Retrieval of Leaf Area Index and Tree Crown Parameters Using Terrestrial Laser Scanning

Leaf area index (LAI) is one of the most important biophysical parameters in biogeochemical cycles and global climate change studies. The abundant three-dimensional (3-D) information implicitly contained within the point cloud data (PCD) generated by a Terrestrial Laser Scanner (TLS) allows us to capture structural information of forest canopy directly from 3-D perspective. As a new emerging platform of Light Detection and Ranging (LiDAR) techniques, TLS has the potential to retrieve LAI directly from the 3-D PCD. The goals of this dissertation are to develop the methodologies and sampling protocols to nondestructively retrieve LAI directly from PCD, and examine the accuracy and precision of these measurements. This research only focused on the geometrical information (i.e. Cartesian coordinates (X, Y, Z)) implicitly contained within PCD. In general, I developed novel techniques to retrieve leaf orientation distribution, gap fraction, effective leaf area index (LAIe) from PCD using both 3-D and two-dimensional (2-D) based methods.
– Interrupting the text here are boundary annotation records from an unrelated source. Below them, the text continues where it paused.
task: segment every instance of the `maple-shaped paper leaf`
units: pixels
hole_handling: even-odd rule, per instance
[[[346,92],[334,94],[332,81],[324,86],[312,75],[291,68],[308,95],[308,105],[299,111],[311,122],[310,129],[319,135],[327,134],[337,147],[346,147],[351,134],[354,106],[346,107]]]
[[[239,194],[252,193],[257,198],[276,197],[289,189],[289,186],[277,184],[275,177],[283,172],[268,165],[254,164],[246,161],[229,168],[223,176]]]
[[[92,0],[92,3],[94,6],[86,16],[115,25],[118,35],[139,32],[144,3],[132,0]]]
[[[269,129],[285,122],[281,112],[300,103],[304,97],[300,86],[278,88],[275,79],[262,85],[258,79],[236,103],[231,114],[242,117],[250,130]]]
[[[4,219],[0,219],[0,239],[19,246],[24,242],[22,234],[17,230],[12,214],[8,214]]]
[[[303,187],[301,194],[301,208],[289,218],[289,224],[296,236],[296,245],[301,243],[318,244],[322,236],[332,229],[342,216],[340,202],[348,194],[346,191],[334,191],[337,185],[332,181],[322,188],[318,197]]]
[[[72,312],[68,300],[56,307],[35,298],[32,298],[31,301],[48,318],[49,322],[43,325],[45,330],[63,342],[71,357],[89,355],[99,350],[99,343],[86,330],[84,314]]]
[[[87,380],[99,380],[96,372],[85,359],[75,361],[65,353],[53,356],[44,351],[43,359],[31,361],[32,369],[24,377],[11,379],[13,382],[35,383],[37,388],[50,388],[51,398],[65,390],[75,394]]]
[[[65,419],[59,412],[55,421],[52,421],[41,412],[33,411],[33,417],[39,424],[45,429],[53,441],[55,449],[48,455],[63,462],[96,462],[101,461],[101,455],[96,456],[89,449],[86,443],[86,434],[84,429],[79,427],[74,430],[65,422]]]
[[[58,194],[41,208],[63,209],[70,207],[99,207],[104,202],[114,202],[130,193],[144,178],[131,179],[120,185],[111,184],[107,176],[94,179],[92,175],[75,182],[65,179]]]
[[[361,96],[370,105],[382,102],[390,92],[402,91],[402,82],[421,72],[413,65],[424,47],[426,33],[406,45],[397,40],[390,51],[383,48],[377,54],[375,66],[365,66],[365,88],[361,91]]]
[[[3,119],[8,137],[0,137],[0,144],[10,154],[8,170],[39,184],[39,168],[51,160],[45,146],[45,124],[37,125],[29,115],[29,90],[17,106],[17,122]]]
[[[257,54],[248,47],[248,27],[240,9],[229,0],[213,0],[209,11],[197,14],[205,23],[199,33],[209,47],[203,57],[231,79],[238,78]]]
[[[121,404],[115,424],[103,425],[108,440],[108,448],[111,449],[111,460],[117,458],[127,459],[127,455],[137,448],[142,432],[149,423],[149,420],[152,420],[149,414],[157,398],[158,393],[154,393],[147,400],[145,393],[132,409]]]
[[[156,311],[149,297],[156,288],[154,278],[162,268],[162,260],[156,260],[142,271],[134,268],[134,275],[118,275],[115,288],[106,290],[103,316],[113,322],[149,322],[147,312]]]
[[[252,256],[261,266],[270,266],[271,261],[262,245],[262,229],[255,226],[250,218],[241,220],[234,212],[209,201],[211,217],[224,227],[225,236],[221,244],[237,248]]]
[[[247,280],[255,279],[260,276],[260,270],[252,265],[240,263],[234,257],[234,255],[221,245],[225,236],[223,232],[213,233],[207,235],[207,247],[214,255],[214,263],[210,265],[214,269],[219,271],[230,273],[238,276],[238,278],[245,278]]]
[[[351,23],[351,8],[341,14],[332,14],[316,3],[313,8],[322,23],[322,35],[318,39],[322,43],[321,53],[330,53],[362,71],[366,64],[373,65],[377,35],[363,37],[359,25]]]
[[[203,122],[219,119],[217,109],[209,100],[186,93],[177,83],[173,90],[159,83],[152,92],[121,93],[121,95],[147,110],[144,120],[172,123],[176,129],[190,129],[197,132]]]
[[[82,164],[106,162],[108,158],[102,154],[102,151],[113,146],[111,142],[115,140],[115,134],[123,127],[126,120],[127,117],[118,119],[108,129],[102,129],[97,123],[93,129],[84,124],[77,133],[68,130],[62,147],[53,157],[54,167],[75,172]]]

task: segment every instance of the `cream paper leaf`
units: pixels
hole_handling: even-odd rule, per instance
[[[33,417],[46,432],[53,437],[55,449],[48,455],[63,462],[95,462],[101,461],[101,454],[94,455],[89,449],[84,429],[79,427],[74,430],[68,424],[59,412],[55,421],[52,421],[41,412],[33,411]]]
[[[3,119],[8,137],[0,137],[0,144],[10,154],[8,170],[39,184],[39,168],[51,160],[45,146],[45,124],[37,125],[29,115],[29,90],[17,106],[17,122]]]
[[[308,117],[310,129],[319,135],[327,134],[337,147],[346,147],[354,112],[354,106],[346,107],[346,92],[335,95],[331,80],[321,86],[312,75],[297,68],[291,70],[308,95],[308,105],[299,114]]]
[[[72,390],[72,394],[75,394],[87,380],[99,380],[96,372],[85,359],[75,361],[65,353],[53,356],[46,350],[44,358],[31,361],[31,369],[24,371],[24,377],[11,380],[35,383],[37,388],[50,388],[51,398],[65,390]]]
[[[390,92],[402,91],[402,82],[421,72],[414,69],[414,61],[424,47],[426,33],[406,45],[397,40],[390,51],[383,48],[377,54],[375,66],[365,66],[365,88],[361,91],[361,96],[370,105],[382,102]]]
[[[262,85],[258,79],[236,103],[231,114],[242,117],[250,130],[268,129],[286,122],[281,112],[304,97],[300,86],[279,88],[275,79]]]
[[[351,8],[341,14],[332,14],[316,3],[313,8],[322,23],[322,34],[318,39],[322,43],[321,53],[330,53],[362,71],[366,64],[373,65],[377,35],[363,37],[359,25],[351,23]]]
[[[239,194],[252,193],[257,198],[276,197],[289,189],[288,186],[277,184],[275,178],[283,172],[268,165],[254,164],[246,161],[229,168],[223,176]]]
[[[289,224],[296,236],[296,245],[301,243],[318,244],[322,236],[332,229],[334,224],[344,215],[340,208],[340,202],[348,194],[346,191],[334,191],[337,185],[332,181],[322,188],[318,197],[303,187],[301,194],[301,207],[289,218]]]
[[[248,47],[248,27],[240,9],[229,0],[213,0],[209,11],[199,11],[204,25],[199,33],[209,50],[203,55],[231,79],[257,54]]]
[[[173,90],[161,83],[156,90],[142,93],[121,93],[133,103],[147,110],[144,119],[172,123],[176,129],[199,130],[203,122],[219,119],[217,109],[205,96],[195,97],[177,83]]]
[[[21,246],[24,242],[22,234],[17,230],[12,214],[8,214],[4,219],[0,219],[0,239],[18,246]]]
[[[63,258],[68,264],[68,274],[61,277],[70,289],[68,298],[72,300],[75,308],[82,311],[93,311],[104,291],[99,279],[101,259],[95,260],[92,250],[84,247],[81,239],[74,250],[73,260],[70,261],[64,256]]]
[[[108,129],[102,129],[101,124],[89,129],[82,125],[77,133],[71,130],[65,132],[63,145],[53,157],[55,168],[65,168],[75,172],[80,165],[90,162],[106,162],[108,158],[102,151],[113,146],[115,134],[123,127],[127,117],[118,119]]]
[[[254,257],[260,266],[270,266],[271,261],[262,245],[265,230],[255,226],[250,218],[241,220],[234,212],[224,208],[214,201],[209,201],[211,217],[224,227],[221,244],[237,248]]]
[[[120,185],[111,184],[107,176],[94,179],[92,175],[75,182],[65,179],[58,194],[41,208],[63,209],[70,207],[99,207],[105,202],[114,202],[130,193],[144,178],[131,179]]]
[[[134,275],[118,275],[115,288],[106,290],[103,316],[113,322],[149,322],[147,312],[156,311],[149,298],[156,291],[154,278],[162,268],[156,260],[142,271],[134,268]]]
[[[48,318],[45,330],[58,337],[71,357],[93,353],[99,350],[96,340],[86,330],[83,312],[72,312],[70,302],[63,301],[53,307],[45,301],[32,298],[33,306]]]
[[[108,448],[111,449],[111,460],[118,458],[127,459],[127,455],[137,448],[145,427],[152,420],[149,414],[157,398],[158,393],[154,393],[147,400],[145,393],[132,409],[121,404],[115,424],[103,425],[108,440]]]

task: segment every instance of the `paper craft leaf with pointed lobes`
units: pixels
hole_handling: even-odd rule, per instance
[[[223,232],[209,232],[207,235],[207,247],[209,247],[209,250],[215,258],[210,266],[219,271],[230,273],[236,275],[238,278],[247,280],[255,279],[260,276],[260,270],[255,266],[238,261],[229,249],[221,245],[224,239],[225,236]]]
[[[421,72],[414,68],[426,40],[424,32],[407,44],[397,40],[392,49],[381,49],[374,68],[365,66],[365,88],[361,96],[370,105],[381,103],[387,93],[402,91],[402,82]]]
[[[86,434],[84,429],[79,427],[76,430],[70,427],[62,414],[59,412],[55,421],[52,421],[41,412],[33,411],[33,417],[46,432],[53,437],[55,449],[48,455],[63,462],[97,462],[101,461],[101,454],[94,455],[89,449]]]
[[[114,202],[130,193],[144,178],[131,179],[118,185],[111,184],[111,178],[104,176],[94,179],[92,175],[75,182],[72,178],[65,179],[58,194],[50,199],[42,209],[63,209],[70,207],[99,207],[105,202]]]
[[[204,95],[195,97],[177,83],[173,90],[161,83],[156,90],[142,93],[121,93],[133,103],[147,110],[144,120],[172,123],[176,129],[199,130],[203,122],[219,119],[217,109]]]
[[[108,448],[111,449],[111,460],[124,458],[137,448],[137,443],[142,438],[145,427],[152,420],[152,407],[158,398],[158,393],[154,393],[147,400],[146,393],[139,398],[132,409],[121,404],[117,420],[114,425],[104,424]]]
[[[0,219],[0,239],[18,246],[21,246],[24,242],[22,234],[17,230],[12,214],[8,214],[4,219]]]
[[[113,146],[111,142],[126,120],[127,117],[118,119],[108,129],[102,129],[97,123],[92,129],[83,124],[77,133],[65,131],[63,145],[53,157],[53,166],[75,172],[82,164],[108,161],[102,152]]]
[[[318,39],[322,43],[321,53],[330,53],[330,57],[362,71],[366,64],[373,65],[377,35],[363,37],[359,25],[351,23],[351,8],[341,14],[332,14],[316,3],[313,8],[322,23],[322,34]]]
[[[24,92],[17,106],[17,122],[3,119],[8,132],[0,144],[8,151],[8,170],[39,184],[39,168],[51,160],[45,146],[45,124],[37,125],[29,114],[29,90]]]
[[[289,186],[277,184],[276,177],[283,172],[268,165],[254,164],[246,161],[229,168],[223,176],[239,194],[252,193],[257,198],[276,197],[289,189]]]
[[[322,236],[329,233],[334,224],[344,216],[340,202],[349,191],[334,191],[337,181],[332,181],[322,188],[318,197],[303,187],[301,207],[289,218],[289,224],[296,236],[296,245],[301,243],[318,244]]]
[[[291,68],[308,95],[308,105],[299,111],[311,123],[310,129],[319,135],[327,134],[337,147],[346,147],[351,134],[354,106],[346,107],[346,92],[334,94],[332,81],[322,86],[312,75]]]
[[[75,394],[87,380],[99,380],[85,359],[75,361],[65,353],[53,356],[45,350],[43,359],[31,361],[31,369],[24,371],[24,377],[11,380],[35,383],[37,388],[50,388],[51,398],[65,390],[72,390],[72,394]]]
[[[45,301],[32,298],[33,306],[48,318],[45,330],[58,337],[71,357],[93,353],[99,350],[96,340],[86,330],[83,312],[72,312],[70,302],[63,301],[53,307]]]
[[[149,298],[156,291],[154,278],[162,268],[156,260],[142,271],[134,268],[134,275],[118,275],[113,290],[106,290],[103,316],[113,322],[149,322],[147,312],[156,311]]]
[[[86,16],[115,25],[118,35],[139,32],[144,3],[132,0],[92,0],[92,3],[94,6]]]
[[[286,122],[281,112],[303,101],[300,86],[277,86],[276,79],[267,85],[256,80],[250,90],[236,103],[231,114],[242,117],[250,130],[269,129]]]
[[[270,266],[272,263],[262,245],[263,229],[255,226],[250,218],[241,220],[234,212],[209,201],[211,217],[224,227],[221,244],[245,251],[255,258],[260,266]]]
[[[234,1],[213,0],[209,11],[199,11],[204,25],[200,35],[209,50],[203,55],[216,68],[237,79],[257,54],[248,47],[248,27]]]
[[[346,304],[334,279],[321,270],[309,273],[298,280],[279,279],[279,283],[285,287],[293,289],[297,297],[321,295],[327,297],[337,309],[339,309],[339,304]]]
Based on the geometrical computing, I developed methods to depict leaf orientation distribution. A method named "point cloud slicing" was developed in this research to characterize the 3-D canopy structure and LAI quantitatively. In addition, a TLS-based LAIe estimation method based on geometrical projection was developed. Finally, I developed the unique software titled "Toolkit for Terrestrial LiDAR" which allows the above-mentioned analysis. The methods and data capture protocol developed here compare well with desctuctive sampling of LAI and show our ability to potentially use the TLS to calibrate aerial laser scanning (ALS). The 3-D voxel data structure based point cloud slicing algorithm provides accurate structural information about the forest tree canopy and biophysical parameters such as LAI. In addition, the 2-D geometrical projection developed in this research allows us to retrieve LAIe from PCD regardless the light environment condition in forest stand. TLS-based LAI estimation will enhance our ability to provide 3-D structural information and calibration data for long-term ecological and global climate change studies.